The Burden of Data Collection:  The data collection burden, which affects how many measures a P4P program can reasonably require a hospital to collect and report, creates challenges for efforts to comprehensively assess the performance of hospitals given the wide range of care and services provided within hospitals.  The more comprehensive the measure set used, the greater the burden on hospitals in the near term, given that most of the data needed to construct performance measures is contained in paper medical records.  In most cases, hospital information systems are not yet equipped to capture and easily retrieve the clinical information used to create performance measures, nor are they structured to enable routine monitoring of quality of care.  Until health information systems are upgraded to capture this information, program sponsors may be constrained in the number and breadth of measures they can expect hospitals to collect and report. Once effective information systems are built and put into place, the number of measures included in a P4P program could be expanded. 

Ensuring the Validity of Data used to Make Differential Payments:  P4P programs are also challenged with an acute need to ensure the integrity of the data used to score hospitals and make differential payments, which requires resources for data validation.  Allocating sufficient resources to validation work is critical for program credibility, and today only limited resources are being used for data validation within P4P programs.  Most hospitals stated that the current level of validation is insufficient, and the incentives to game the system will increase as the amount of money at risk in P4P programs increases.

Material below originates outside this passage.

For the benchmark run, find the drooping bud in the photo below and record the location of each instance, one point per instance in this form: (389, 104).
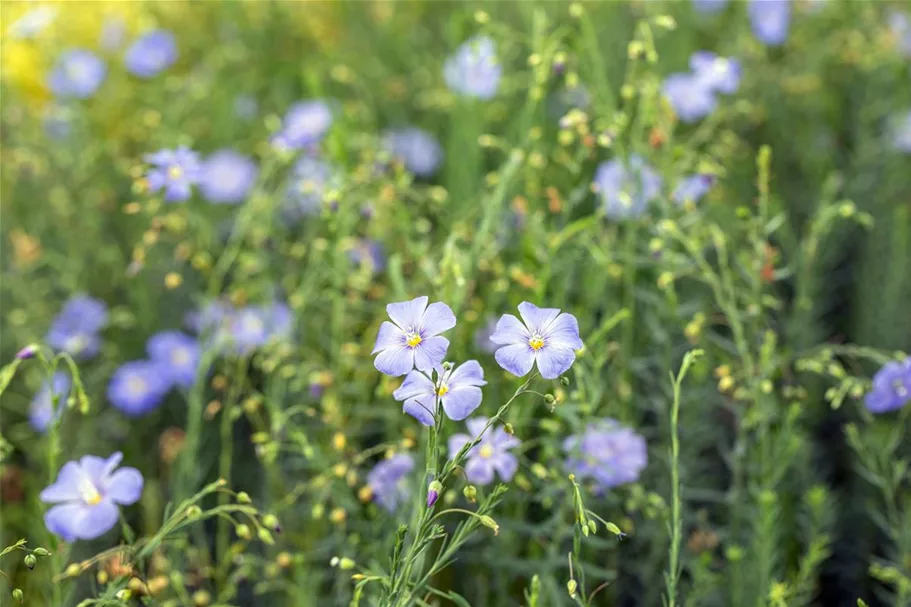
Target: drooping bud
(433, 493)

  1. There are a variety of ways to construct composite measures, not all of which would help mitigate the small numbers problem.
  2. Public Law 108-173, December 8, 2003.
  3. An appropriate care measure is a composite measure that assesses what percentage of time a patient with a given clinical condition (e.g., AMI) received all of the recommended processes of care—in other words, how often a hospital provided “optimal” care for a patient with a given clinical condition.
  4. The journals searched were Managed Care, Hospitals and Health Networks, Modern Healthcare, Managed Health Care Executives, Healthcare Intelligence Network, Medical Economics, Managed Care Weekly, Modern Physician, Business Insurance, California Healthline, Managed Care Online, and Managed Care Magazine. The search terms used included pay for performance, pay for quality improvement, financial incentive, bonus, reward, hospital payment, performance improvement, and quality initiative.
  5. Any denominator less than 23 indicates that one or more of the organizations did not respond to the question. Non-responses were typically caused by limited time or a respondent’s inability to answer the question.
  6. Sponsors cited use of the AHA “Get with the Guidelines” database, the American College of Cardiology, and the Centers for Disease Control’s National Health Safety Network (NHSN).
  7. As previously described, there are a variety of methods that can be used to construct composite measures and all of the methods would help mitigate the small numbers problem. For example, the appropriate care model does not create more denominator events to be scored.
  8. CAHs serve as a “proxy” for the likely experience of small hospitals. CAHs are not required to submit data under RHQDAPU, although some voluntarily do so. CAHs are not Subsection D hospitals and are excluded from the proposed Medicare VBP program, as outlined in the Deficit Reduction Act of 2005.

In summary, P4P programs have the potential to drive system improvements but their impact is likely influenced not only by their design but also by what other structures are in place to support P4P—such as enhanced information systems for quality monitoring and feedback, aligned payments across all providers, and transparency.  The success of these programs in meeting improvement goals likely will be affected by their design, how they are implemented, and whether sufficient resources are allocated to provide the necessary day-to-day support for program operations and ongoing modification of the program.

Hospitals understand that P4P is likely to be part of their future and generally seem supportive of the concept.  They face a number of challenges to their ability to successfully participate in these programs, including lack of physician engagement, inadequate information infrastructure that necessitates the manual collection of data from charts, and potentially conflicting signals from various organizations measuring hospital performance. These implementation challenges are important to consider carefully in the design of any hospital P4P program.